Более неотложные мысли требовали ее внимания – мысли о будущем. Она уже вполне определилась с дальнейшей жизнью. Когда закончится сбор хмеля, она поедет в Лондон, напишет отцу насчет денег и одежды – как бы ни был он зол на нее, она не могла представить, чтобы он совершенно отвернулся от нее, – и станет искать работу. Как мало она знала жизнь большого города, показывает уже то, что кошмарные слова «искать работу» совсем не внушали ей страха. Она знала, что полна сил и решимости и имеет немало полезных навыков. Она могла бы работать воспитательницей – нет, лучше домработницей или горничной. Едва ли было что-то в домашнем хозяйстве, с чем она не умела справиться лучше большинства слуг; к тому же чем неприметней будет ее работа, тем легче будет держать в тайне ее прошлое.
Так или иначе, дом отца был для нее закрыт – в этом сомневаться не приходилось. Впредь ей придется рассчитывать только на себя. Утвердившись в этой мысли (и слабо представляя, что это значит), она ускорила шаг и вернулась на хмельник до окончания обеденного перерыва.
Сезон сбора хмеля был на исходе. Через неделю-другую Кэрнс рассчитает сборщиков, и кокни вернутся поездом в Лондон, а цыгане оседлают лошадей, соберут караваны и отправятся на север, в Линкольншир, искать работы на картофельных полях. Что же до кокни, они уже спали и видели старый добрый Лондон, с «Вулвортами» и закусочными под боком; им осточертело спать в соломе и питаться жареным беконом с жестяной посуды, утирая слезы от древесного дыма. Сбор хмеля был для них забавой, но такой, какая хороша лишь в малых дозах. Они охотно приезжали на хмель, но домой возвращались еще охотней, ругая хмельники и зарекаясь туда возвращаться – до следующего августа, когда холодные ночи, скудная оплата и израненные руки забывались, а помнились только вольные солнечные вечера и разгульные ночи у костра в лагере.
По утрам погода была хмурой, почти ноябрьской: серое небо, первые желтые листья, зяблики и скворцы собирались в теплые края.
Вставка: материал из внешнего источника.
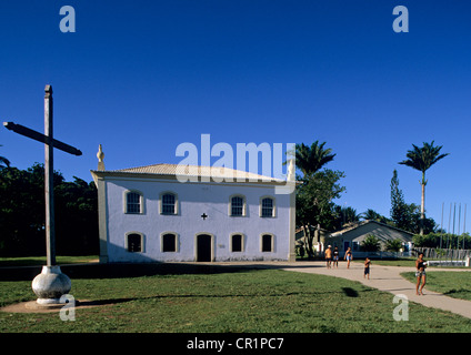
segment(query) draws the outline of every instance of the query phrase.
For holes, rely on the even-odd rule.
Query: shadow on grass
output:
[[[263,268],[281,268],[262,265],[214,265],[193,263],[117,263],[60,265],[62,273],[71,280],[79,278],[122,278],[153,275],[219,274],[238,273]],[[32,281],[41,273],[42,266],[0,267],[0,281]]]
[[[370,292],[373,290],[362,290],[361,292]],[[358,297],[358,291],[349,287],[342,287],[339,291],[325,291],[325,292],[287,292],[287,293],[270,293],[270,294],[167,294],[167,295],[154,295],[144,297],[121,297],[121,298],[109,298],[109,300],[97,300],[97,301],[79,301],[81,306],[103,306],[120,304],[133,301],[156,301],[166,298],[253,298],[253,297],[287,297],[287,296],[305,296],[305,297],[319,297],[323,295],[332,294],[347,294],[349,297]]]

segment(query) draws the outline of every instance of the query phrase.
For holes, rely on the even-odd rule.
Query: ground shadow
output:
[[[79,278],[122,278],[153,275],[238,273],[267,268],[253,265],[214,265],[210,263],[90,263],[60,265],[72,281]],[[280,266],[281,267],[281,266]],[[42,266],[0,267],[0,281],[32,281]]]

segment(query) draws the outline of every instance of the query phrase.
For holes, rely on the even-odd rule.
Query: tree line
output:
[[[333,171],[324,165],[333,161],[337,154],[332,149],[325,148],[325,142],[313,142],[311,145],[304,143],[295,144],[295,163],[300,171],[297,180],[297,227],[302,227],[308,240],[307,252],[313,254],[312,242],[313,230],[322,227],[328,231],[340,230],[344,224],[359,222],[361,219],[378,221],[398,229],[423,236],[424,234],[437,233],[438,224],[433,219],[425,216],[425,172],[438,161],[449,153],[441,154],[442,146],[435,146],[434,142],[423,143],[419,148],[412,144],[413,149],[407,152],[407,159],[398,164],[410,166],[422,174],[421,204],[407,203],[401,189],[399,187],[398,171],[393,170],[391,179],[391,210],[390,216],[383,216],[374,210],[367,210],[357,213],[353,207],[339,206],[334,203],[345,191],[341,185],[341,179],[345,176],[343,171]],[[422,240],[415,239],[418,243]],[[374,241],[372,241],[374,247]],[[393,250],[395,246],[391,245]]]
[[[68,182],[54,171],[56,251],[96,255],[99,251],[98,194],[93,182]],[[46,255],[44,166],[27,170],[0,159],[0,256]]]

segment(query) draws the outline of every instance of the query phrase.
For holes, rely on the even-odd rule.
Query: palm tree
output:
[[[0,146],[3,146],[3,145],[0,144]],[[0,156],[0,169],[3,169],[3,168],[10,168],[10,161],[4,156]]]
[[[304,176],[314,174],[337,155],[332,154],[332,149],[324,149],[324,145],[325,142],[319,144],[319,141],[311,146],[304,143],[295,144],[295,165]]]
[[[440,146],[433,146],[432,143],[425,143],[423,142],[423,146],[419,148],[414,144],[412,144],[413,149],[408,151],[407,153],[407,160],[399,162],[399,164],[411,166],[415,170],[419,170],[422,172],[422,181],[420,182],[422,185],[422,201],[421,201],[421,207],[420,207],[420,234],[423,235],[423,220],[425,219],[425,171],[432,166],[434,163],[437,163],[439,160],[445,158],[450,153],[440,154],[440,150],[443,148],[443,145]]]

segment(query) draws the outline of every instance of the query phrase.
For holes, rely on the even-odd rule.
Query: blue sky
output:
[[[408,33],[392,30],[399,4]],[[74,33],[59,29],[62,6],[76,10]],[[428,172],[425,209],[440,223],[444,203],[447,227],[450,203],[463,211],[471,196],[470,10],[457,0],[1,1],[0,120],[42,131],[51,84],[54,136],[83,152],[56,152],[67,180],[91,181],[100,143],[107,169],[123,169],[178,163],[177,146],[199,146],[201,134],[234,148],[325,141],[337,153],[327,168],[347,175],[337,203],[387,216],[394,169],[420,204],[420,173],[398,162],[434,140],[450,155]],[[40,143],[6,129],[0,144],[13,166],[43,161]]]

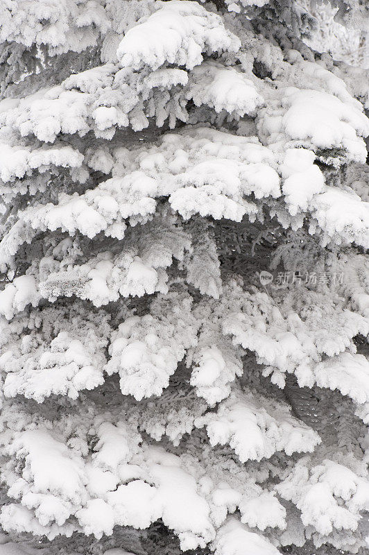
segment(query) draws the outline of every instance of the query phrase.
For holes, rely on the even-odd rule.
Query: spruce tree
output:
[[[0,24],[0,553],[363,555],[368,72],[295,0]]]

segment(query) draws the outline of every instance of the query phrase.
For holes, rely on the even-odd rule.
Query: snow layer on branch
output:
[[[220,261],[212,228],[208,222],[193,218],[186,229],[191,235],[191,252],[183,261],[186,281],[203,295],[219,298],[222,291]]]
[[[205,62],[191,72],[187,99],[196,106],[203,104],[239,117],[255,115],[264,103],[255,84],[246,74],[217,62]]]
[[[160,196],[169,196],[185,219],[200,213],[239,221],[258,210],[247,196],[280,195],[273,155],[255,137],[190,128],[165,135],[159,146],[118,148],[114,155],[111,179],[83,195],[60,194],[58,204],[36,204],[19,216],[42,231],[78,230],[89,237],[104,231],[121,239],[125,220],[144,223]]]
[[[369,120],[360,103],[343,102],[321,90],[283,89],[280,115],[275,105],[261,110],[258,126],[267,142],[298,142],[306,148],[343,148],[351,161],[364,162],[366,148],[361,137],[369,135]]]
[[[277,491],[301,511],[305,526],[323,536],[334,528],[356,530],[359,511],[369,507],[369,482],[331,460],[309,466],[309,458],[300,459]]]
[[[6,397],[21,394],[37,402],[52,394],[75,399],[80,390],[103,382],[111,330],[105,315],[84,313],[81,306],[79,312],[44,309],[8,324],[10,336],[3,336],[0,357]]]
[[[354,349],[352,338],[368,334],[368,321],[344,309],[338,300],[304,289],[304,305],[299,307],[302,285],[281,293],[278,302],[277,297],[272,300],[259,291],[250,294],[237,287],[232,291],[234,285],[227,287],[223,300],[226,302],[230,295],[234,303],[234,311],[231,307],[225,312],[223,333],[244,349],[254,351],[257,361],[266,365],[265,375],[271,374],[272,381],[280,387],[286,372],[294,372],[299,383],[312,386],[314,368],[325,355]],[[295,307],[292,312],[291,305]]]
[[[189,236],[180,223],[164,213],[138,228],[130,229],[124,248],[115,246],[117,254],[101,252],[85,264],[52,273],[46,280],[41,275],[44,281],[40,290],[51,300],[62,295],[76,295],[97,307],[117,300],[119,296],[166,293],[164,268],[171,265],[173,257],[182,260],[184,249],[190,247]]]
[[[265,507],[268,510],[268,507]],[[212,543],[215,555],[278,555],[280,552],[262,536],[251,532],[232,516],[216,533]]]
[[[186,364],[193,366],[190,384],[196,394],[214,406],[229,395],[236,376],[242,375],[243,352],[223,335],[218,315],[205,313],[200,321],[198,343],[187,352]]]
[[[78,168],[83,161],[83,155],[69,146],[55,144],[49,148],[31,148],[1,143],[0,178],[4,182],[14,181],[15,178],[30,175],[35,169],[42,173],[49,166]]]
[[[165,62],[192,69],[202,53],[237,52],[239,39],[227,31],[218,15],[187,0],[156,3],[157,11],[130,29],[118,46],[122,65],[157,69]]]
[[[111,23],[99,0],[6,0],[0,6],[0,40],[26,46],[48,44],[53,54],[82,52],[105,34]]]
[[[137,400],[159,396],[168,387],[186,349],[196,344],[197,324],[186,293],[159,296],[150,314],[132,316],[112,335],[108,374],[119,373],[124,395]]]
[[[353,191],[325,185],[323,172],[314,163],[315,157],[312,151],[287,150],[281,172],[289,212],[293,216],[301,210],[310,213],[309,232],[315,233],[317,227],[323,230],[323,242],[355,241],[369,246],[369,203],[363,202]]]
[[[22,459],[25,465],[22,477],[13,479],[9,495],[21,497],[24,506],[33,509],[42,526],[53,520],[62,526],[71,512],[85,502],[87,479],[82,459],[46,429],[19,432],[8,452]]]
[[[287,455],[311,452],[320,443],[318,435],[294,418],[286,405],[236,387],[216,412],[205,414],[195,423],[206,426],[212,445],[229,443],[241,463],[269,459],[277,451],[284,450]]]
[[[363,355],[332,357],[317,364],[314,375],[319,387],[338,389],[357,403],[369,402],[369,360]]]

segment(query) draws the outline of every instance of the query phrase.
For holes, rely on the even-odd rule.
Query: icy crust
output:
[[[141,130],[153,117],[157,126],[169,119],[174,127],[177,119],[187,120],[186,104],[198,97],[198,80],[204,73],[209,76],[211,105],[228,110],[226,94],[233,83],[234,105],[228,111],[234,110],[238,117],[255,113],[262,101],[256,80],[244,79],[221,64],[205,64],[188,83],[187,72],[180,69],[192,69],[203,56],[239,49],[239,39],[225,29],[220,16],[187,0],[157,1],[153,6],[157,11],[124,35],[117,52],[118,65],[109,62],[24,99],[3,101],[0,123],[23,137],[34,135],[46,142],[53,142],[60,133],[83,136],[90,130],[96,137],[111,139],[117,128]],[[174,64],[179,67],[167,67]],[[170,94],[172,87],[175,88]]]
[[[309,458],[301,459],[275,489],[301,511],[303,524],[322,536],[334,528],[354,531],[361,518],[360,511],[369,506],[366,477],[329,459],[313,466]]]
[[[49,45],[52,53],[82,52],[111,26],[99,0],[37,2],[6,0],[0,7],[0,40],[31,46]]]
[[[170,404],[170,397],[166,400]],[[62,409],[51,425],[6,403],[1,472],[13,500],[2,508],[3,529],[49,539],[74,531],[100,538],[111,535],[116,525],[145,529],[162,518],[178,536],[182,550],[209,543],[225,549],[221,538],[227,530],[234,531],[230,546],[236,554],[240,540],[236,530],[243,531],[241,538],[250,535],[255,549],[272,549],[268,542],[275,539],[271,529],[285,529],[292,517],[273,489],[259,485],[277,468],[265,462],[262,470],[252,470],[194,436],[184,442],[180,455],[171,454],[143,441],[135,411],[128,411],[130,406],[122,399],[116,412],[101,414],[89,400],[74,413],[63,416]],[[151,407],[155,418],[157,409]],[[149,407],[146,410],[148,415]],[[296,437],[295,432],[287,432],[283,417],[276,422],[283,434]],[[368,483],[354,467],[305,457],[289,465],[275,489],[302,511],[304,526],[329,538],[335,529],[355,529],[359,511],[368,502]],[[312,512],[318,489],[322,490],[318,514]],[[228,518],[237,509],[239,517]]]
[[[250,294],[239,289],[237,295],[234,289],[234,308],[231,305],[225,314],[223,333],[244,349],[254,351],[258,363],[265,365],[264,375],[271,375],[272,382],[280,387],[284,386],[286,373],[294,373],[301,387],[313,386],[317,376],[322,379],[320,369],[323,371],[327,356],[329,364],[337,364],[346,375],[341,364],[340,357],[343,355],[357,361],[361,371],[368,373],[369,363],[354,354],[352,341],[358,334],[368,334],[368,319],[345,309],[339,299],[334,301],[307,289],[302,306],[302,287],[283,291],[279,296],[276,291],[274,300],[260,291]],[[225,296],[223,302],[225,298]],[[329,375],[332,383],[336,382],[334,373]],[[350,395],[347,384],[344,391],[345,395]],[[361,393],[361,402],[368,393]],[[353,395],[355,400],[358,398]]]
[[[218,298],[221,291],[219,260],[207,226],[197,222],[184,228],[165,208],[152,221],[130,228],[123,248],[118,241],[109,250],[98,245],[94,255],[90,241],[78,237],[50,242],[43,242],[44,256],[35,257],[25,275],[0,291],[0,314],[7,318],[42,299],[76,296],[100,307],[120,297],[167,293],[166,268],[173,259],[181,262],[187,282],[201,292]]]
[[[157,69],[165,62],[192,69],[203,53],[237,52],[241,42],[221,18],[187,0],[157,2],[159,9],[126,34],[117,56],[123,67]]]
[[[151,305],[150,314],[130,318],[126,313],[117,330],[107,331],[110,358],[105,369],[109,374],[119,374],[125,395],[132,395],[137,400],[160,395],[169,386],[178,363],[184,359],[187,367],[191,368],[191,386],[200,398],[214,406],[228,397],[232,383],[243,373],[242,357],[251,351],[257,362],[263,365],[263,375],[271,376],[272,382],[280,388],[284,386],[286,375],[294,373],[300,387],[316,384],[337,389],[355,403],[369,402],[369,363],[356,352],[353,341],[358,334],[366,336],[368,333],[366,313],[357,314],[349,309],[342,298],[309,290],[302,284],[286,291],[276,289],[273,298],[256,289],[245,291],[232,280],[223,283],[218,298],[212,300],[207,297],[206,301],[194,303],[187,285],[180,282],[172,284],[169,292],[157,295]],[[98,280],[95,282],[96,291],[103,291],[103,284]],[[67,291],[69,287],[67,281]],[[24,288],[19,291],[24,293]],[[4,297],[8,293],[6,289],[1,294]],[[26,300],[30,299],[24,296],[20,306],[24,307]],[[37,311],[31,314],[37,314]],[[21,313],[15,321],[26,322],[27,313]],[[6,321],[3,325],[6,329]],[[34,341],[30,339],[28,343],[25,340],[24,344],[20,339],[15,340],[15,336],[11,341],[4,336],[8,346],[3,355],[3,368],[9,371],[10,367],[13,373],[6,382],[6,394],[20,393],[33,398],[41,395],[43,398],[46,393],[37,391],[40,381],[37,373],[48,374],[53,365],[58,364],[66,373],[63,384],[72,379],[74,373],[82,372],[85,366],[89,370],[82,372],[86,375],[86,381],[81,380],[79,389],[101,383],[101,365],[105,363],[98,350],[92,352],[87,343],[83,346],[77,332],[73,335],[67,319],[65,327],[59,331],[62,332],[61,335],[57,337],[55,333],[46,345],[37,334]],[[76,349],[69,350],[68,342],[74,340]],[[42,346],[37,352],[42,364],[38,355],[31,355],[38,349],[40,341]],[[57,360],[59,355],[44,355],[45,349],[49,349],[50,353],[64,354]],[[32,377],[33,368],[37,370]],[[31,388],[28,375],[31,382],[35,380]],[[78,378],[74,381],[80,383]],[[60,393],[69,391],[69,386],[63,386],[64,389],[62,385],[60,387]],[[76,396],[78,390],[72,388],[68,394]],[[271,445],[273,441],[280,445],[277,436],[271,441]]]
[[[102,284],[96,284],[96,290],[102,289]],[[127,313],[125,318],[128,319],[117,331],[109,334],[110,359],[105,368],[109,374],[119,373],[125,395],[132,395],[137,400],[160,395],[168,386],[178,362],[185,357],[186,364],[192,368],[191,385],[200,398],[214,406],[230,395],[231,384],[243,373],[242,357],[248,350],[254,352],[257,362],[264,366],[264,375],[270,375],[272,382],[281,388],[284,386],[286,373],[294,373],[300,387],[317,384],[338,389],[355,403],[369,402],[369,363],[365,357],[356,353],[353,341],[359,334],[368,334],[368,318],[345,307],[339,298],[334,300],[300,285],[280,293],[277,289],[273,299],[257,289],[246,291],[231,280],[223,284],[218,299],[212,301],[207,298],[206,302],[194,304],[186,286],[178,287],[158,295],[151,303],[150,314],[128,318]],[[300,302],[302,293],[303,305]],[[15,321],[22,322],[24,317],[26,315],[21,314]],[[65,366],[63,371],[67,375],[63,380],[68,380],[83,366],[94,366],[91,357],[97,356],[96,360],[101,361],[100,355],[88,354],[89,347],[85,353],[87,358],[82,356],[85,348],[80,345],[77,348],[77,343],[76,350],[69,351],[69,341],[81,340],[73,337],[73,334],[69,336],[69,327],[65,325],[67,335],[64,330],[60,330],[62,335],[53,338],[50,345],[52,353],[66,353],[60,355],[59,362],[51,364],[53,355],[42,355],[45,347],[39,350],[43,357],[41,366],[37,357],[31,356],[37,341],[42,341],[39,336],[35,338],[35,344],[32,340],[31,351],[26,341],[24,345],[20,340],[12,340],[15,342],[14,346],[7,347],[7,354],[3,355],[4,370],[8,371],[10,365],[15,373],[11,378],[13,385],[10,386],[10,378],[6,383],[8,394],[26,394],[28,391],[31,397],[37,398],[35,385],[32,391],[27,388],[28,385],[22,388],[24,376],[31,376],[31,367],[35,365],[37,372],[46,373],[53,364]],[[55,355],[55,359],[58,356]],[[28,358],[31,361],[28,369],[26,364],[24,366]],[[68,362],[72,361],[77,366],[72,364],[69,366]],[[86,377],[86,387],[100,383],[101,371],[102,368],[98,371],[91,370],[92,381]],[[38,377],[34,379],[35,383],[38,382]],[[28,382],[26,380],[24,383]],[[79,388],[84,388],[84,385]],[[62,391],[67,389],[62,388]],[[71,396],[76,395],[74,389],[71,391],[74,391]],[[273,441],[277,444],[277,438]]]
[[[128,223],[153,217],[163,196],[186,219],[199,214],[239,221],[247,215],[253,221],[264,205],[286,227],[301,227],[306,217],[309,232],[325,244],[368,244],[368,203],[348,187],[325,185],[311,151],[291,148],[281,156],[255,137],[195,127],[165,135],[159,146],[111,153],[101,148],[88,157],[92,169],[111,171],[112,177],[82,194],[60,192],[56,204],[33,202],[21,210],[14,225],[9,220],[0,262],[10,264],[25,241],[46,230],[121,239]],[[288,213],[273,200],[281,196],[279,173]],[[211,286],[214,294],[218,287],[218,282]]]
[[[80,305],[1,322],[3,395],[41,402],[51,395],[76,399],[81,390],[101,385],[112,333],[108,322],[107,314],[88,313]]]
[[[124,395],[137,400],[159,396],[169,384],[186,350],[197,342],[198,323],[191,314],[192,298],[169,293],[153,301],[151,314],[121,324],[111,338],[108,374],[118,372]]]
[[[22,411],[26,428],[17,426],[14,406],[6,407],[1,477],[14,502],[1,511],[4,529],[37,531],[49,539],[80,531],[100,538],[116,525],[145,529],[162,518],[186,550],[214,540],[237,507],[255,529],[285,527],[284,508],[257,483],[264,473],[257,477],[225,465],[221,452],[206,446],[203,460],[191,444],[180,456],[166,452],[142,441],[134,418],[95,416],[96,408],[90,404],[62,416],[51,431],[49,421]]]
[[[233,386],[216,412],[200,416],[195,425],[206,426],[212,445],[228,443],[241,463],[269,459],[277,451],[289,456],[311,452],[319,436],[294,418],[286,407]]]
[[[215,555],[278,555],[280,553],[266,538],[251,532],[247,526],[230,516],[218,530],[213,549]]]

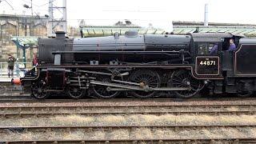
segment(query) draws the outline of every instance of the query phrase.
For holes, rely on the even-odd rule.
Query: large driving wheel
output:
[[[130,81],[139,83],[141,86],[149,88],[160,87],[161,80],[159,74],[152,70],[139,70],[133,73],[130,77]],[[157,91],[139,91],[133,90],[130,94],[139,98],[148,98],[155,96]]]
[[[110,82],[111,78],[110,76],[106,75],[94,75],[97,81],[103,82]],[[107,90],[108,86],[101,86],[101,85],[94,85],[92,86],[93,91],[94,94],[102,98],[112,98],[117,97],[120,92],[119,91],[109,91]]]
[[[240,98],[250,97],[253,94],[253,91],[247,89],[245,82],[238,82],[237,95]]]
[[[80,99],[85,95],[86,90],[80,89],[78,86],[70,86],[67,88],[67,94],[71,98]]]
[[[178,70],[172,74],[169,85],[173,87],[188,88],[188,90],[174,91],[181,98],[189,98],[194,96],[202,89],[200,80],[194,78],[189,70]]]
[[[38,99],[45,99],[50,96],[50,92],[45,82],[34,83],[31,87],[31,95]]]

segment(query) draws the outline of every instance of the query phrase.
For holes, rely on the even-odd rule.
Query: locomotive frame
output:
[[[247,97],[256,91],[256,78],[252,78],[252,75],[248,77],[236,73],[237,55],[242,46],[253,46],[256,44],[256,40],[242,38],[242,35],[210,33],[190,34],[185,37],[144,36],[144,41],[150,44],[140,44],[137,40],[137,43],[107,44],[106,50],[101,50],[101,44],[82,45],[81,42],[83,41],[78,39],[76,40],[78,42],[76,48],[78,50],[71,50],[70,42],[74,41],[66,38],[63,34],[57,33],[57,44],[53,43],[55,42],[54,39],[49,42],[42,39],[39,42],[39,49],[46,46],[50,48],[47,53],[40,53],[42,50],[39,50],[39,58],[41,57],[47,60],[41,60],[40,65],[34,68],[38,70],[36,75],[30,70],[25,78],[21,78],[26,90],[37,98],[46,98],[53,92],[66,92],[72,98],[81,98],[85,95],[111,98],[120,93],[146,98],[157,96],[159,92],[188,98],[200,91],[207,94],[237,94],[241,97]],[[114,38],[118,38],[119,36],[116,35]],[[122,38],[129,42],[130,40],[126,38],[136,37],[138,36],[134,33],[128,33],[128,36]],[[172,41],[173,43],[165,43],[165,38]],[[171,38],[183,40],[178,43],[178,39]],[[189,42],[187,38],[190,38]],[[234,54],[225,50],[230,38],[234,39],[237,46],[242,38],[239,48]],[[142,38],[140,37],[139,39],[141,41]],[[89,42],[90,39],[86,40]],[[218,53],[210,55],[209,46],[213,43],[218,44]],[[96,50],[94,50],[90,47],[92,46],[97,48]],[[115,46],[121,48],[115,48]],[[166,50],[171,50],[171,46],[174,46],[175,50],[166,50]],[[75,48],[76,46],[73,44],[73,46]],[[89,46],[88,50],[80,50],[83,46]],[[131,50],[125,50],[123,47],[128,46],[130,46]],[[133,46],[141,50],[134,50]],[[153,50],[148,50],[146,47]],[[111,48],[115,50],[108,50]],[[88,56],[84,58],[89,61],[81,58],[83,54]],[[244,52],[242,54],[250,54]],[[110,60],[110,56],[113,56],[114,58]],[[132,56],[140,60],[130,58],[130,62],[120,62],[114,58],[125,60]],[[147,56],[149,58],[146,58]],[[156,56],[159,58],[155,58]],[[105,60],[101,60],[102,58]],[[165,60],[165,58],[167,58],[167,60]],[[154,58],[156,62],[150,62],[149,58]],[[202,63],[198,62],[198,60],[200,58],[205,59],[205,62],[202,60]],[[142,62],[145,59],[147,59],[147,62]],[[251,58],[250,61],[256,60]],[[240,58],[239,62],[243,61]],[[210,62],[214,65],[211,65]],[[201,74],[198,72],[200,70]]]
Дороти снова написала отцу, прося денег и одежды; ответа она так и не дождалась, и никто больше не написал ей. Конечно, кроме ректора никто и не знал ее текущего адреса, но в ней теплилась странная надежда получить письмо от мистера Уорбертона. Она была близка к отчаянию, особенно по ночам, лежа без сна в дурацкой соломе и думая о туманном, тревожном будущем. Хмель она теперь рвала день ото дня все решительней, с каким-то даже остервенением, прекрасно понимая, что каждая шишка – это кирпичик в стену, отделяющую ее от голодной смерти. Глухарь, ее напарник, тоже рвал как одержимый, ведь на эти деньги ему предстояло жить до следующего сезона. Они стремились собирать по тридцать бушелей в день – итого пять шиллингов – на двоих, но никогда не достигали этой цифры.
Глухарь был чудным старикашкой и неважным компаньоном после Нобби, но по-своему неплохим. В прошлом корабельный стюард, он уже много лет бродяжничал и был глух как пень, а потому манерой общения походил на тетку мистера Ф[71]. Кроме того, он был «с приветом», хотя довольно безобидным. Часами напролет он напевал одну и ту же песенку: «Ты ж моя залупа…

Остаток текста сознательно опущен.